Effective ‘crisis management’ at this stage was important for Kohli personally, as well as the Indian innings after major domo Rohit Sharma had been dismissed cheaply. KL Rahul has had shaky stint in the Indian team in other formats recently and would have been under pressure.
After Kohli the batting lacked depth and also experience. As captain, he had to lead from the front, in scoring runs, but in also sending out the message that surrender was not an option, however difficult the task.This is important from the point of view of dressing room culture.
Kohli covets winning. Logically all players should, else why venture into sports? Unlike many of them, however, Kohli’s ambition comes without disguise.
There are no half measures in how he goes about pursuing this agenda. He does so with determination and aggression. Often, though, the first attribute is overlooked and the second highlighted to a degree of tedium.
When he was younger, his aggression would sometimes display coarseness that could offend. But with age, he has been able to refine and sublimate this instinct. The aggression is hardly ever ‘in your face’ as earlier, but no less potent, and certainly not a whit less.

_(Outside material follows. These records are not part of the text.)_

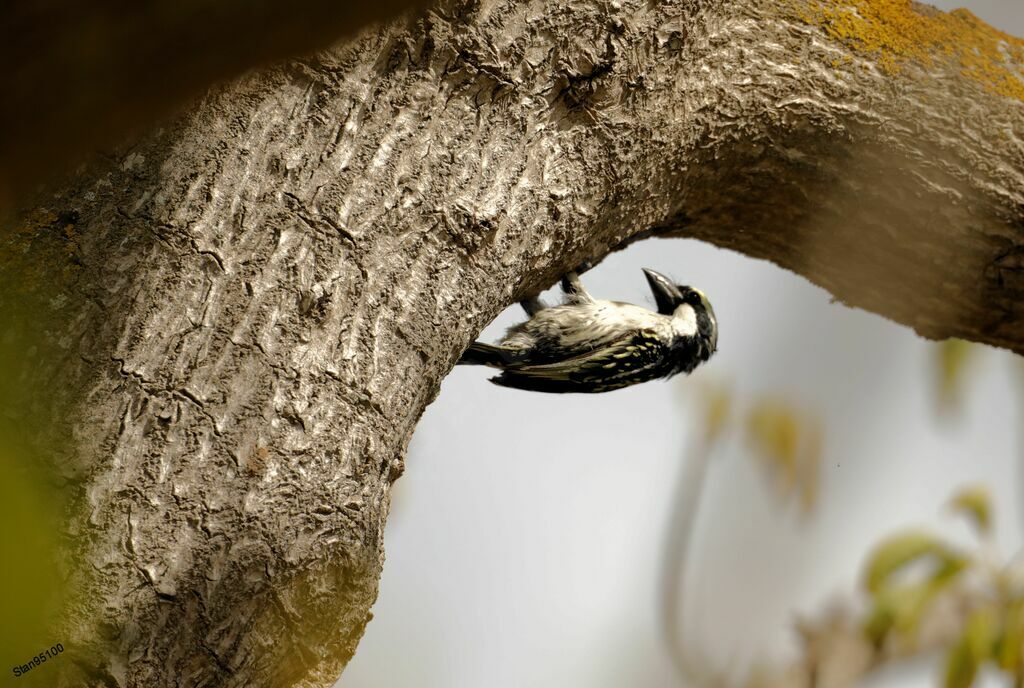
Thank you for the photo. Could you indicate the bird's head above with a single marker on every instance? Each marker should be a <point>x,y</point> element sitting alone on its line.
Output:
<point>673,299</point>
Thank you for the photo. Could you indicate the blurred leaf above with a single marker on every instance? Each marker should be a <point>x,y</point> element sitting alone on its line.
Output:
<point>974,503</point>
<point>953,358</point>
<point>898,609</point>
<point>973,648</point>
<point>718,404</point>
<point>896,552</point>
<point>791,444</point>
<point>1009,650</point>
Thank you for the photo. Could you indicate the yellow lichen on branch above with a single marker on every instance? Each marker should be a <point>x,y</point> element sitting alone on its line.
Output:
<point>895,32</point>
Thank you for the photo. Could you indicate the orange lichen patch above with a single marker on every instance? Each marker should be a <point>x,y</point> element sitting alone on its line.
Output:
<point>895,32</point>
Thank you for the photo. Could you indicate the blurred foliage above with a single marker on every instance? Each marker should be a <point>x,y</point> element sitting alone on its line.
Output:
<point>953,358</point>
<point>990,628</point>
<point>790,442</point>
<point>973,502</point>
<point>31,497</point>
<point>787,439</point>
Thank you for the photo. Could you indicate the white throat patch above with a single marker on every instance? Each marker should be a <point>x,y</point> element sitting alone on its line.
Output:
<point>684,320</point>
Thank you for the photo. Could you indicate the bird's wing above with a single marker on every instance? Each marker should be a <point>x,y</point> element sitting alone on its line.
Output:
<point>627,356</point>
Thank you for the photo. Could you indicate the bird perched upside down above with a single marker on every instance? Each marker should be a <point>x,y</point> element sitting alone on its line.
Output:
<point>586,345</point>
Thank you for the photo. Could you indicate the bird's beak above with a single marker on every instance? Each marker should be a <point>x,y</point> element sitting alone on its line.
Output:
<point>667,295</point>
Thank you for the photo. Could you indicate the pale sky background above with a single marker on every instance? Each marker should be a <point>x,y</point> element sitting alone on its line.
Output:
<point>524,544</point>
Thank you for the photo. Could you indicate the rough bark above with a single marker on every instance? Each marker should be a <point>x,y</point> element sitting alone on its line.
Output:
<point>238,320</point>
<point>81,76</point>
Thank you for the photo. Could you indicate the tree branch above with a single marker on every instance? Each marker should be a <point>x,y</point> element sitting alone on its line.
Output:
<point>235,324</point>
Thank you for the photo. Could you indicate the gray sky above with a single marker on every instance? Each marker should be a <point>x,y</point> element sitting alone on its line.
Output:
<point>524,543</point>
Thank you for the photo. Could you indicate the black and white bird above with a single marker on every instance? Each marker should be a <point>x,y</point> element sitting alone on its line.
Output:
<point>587,345</point>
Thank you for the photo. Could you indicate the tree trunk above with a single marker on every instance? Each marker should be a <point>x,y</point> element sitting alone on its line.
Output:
<point>235,325</point>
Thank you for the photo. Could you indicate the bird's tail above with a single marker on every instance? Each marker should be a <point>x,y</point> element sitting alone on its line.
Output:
<point>479,353</point>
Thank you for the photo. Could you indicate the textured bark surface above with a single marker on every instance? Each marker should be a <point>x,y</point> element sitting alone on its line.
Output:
<point>246,312</point>
<point>80,76</point>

Because is he naturally combative and consistently plays to win, Kohli also makes similar demand from his team members. It was thought earlier that he was prone to making too many changes in the side, and that regular chop and change was not helping the team.
Results of the past 3-4 years, however, don’t corroborate this. Churning of players is not peculiar only to Indian cricket, but is in fact global and necessitated because of heavy demands made on body and mind. In its most benign it is termed ‘rotational policy’.
This has put physical fitness, form and mental toughness of players from all countries to severe test. Those not able to withstand pressure and deliver became vulnerable. Consider Mitchel Starc playing only in one Ashes Test this summer.
Several Indian players came under scrutiny similarly, leading to some upheavals that were seen as ill-thought policy. As things transpired, it turned out the other way.
Cheteshwar Pujara, Rohit Sharma, Ajinkya Rahane, K L Rahul (recently), Rishabh Pant (though he’s lost his Test place), Umesh Yadav, Ishant Sharma, Mohamed Shami, Jadeja, Ashwin are prominent names who may have wondered about their future.
That they’ve made superb comebacks after a spell in uncertainty is tribute to their ability and motivation, of course. But this was possible because they had also amended their mindsets to be on the same page as the captain.
Indian cricket looks much stronger for that.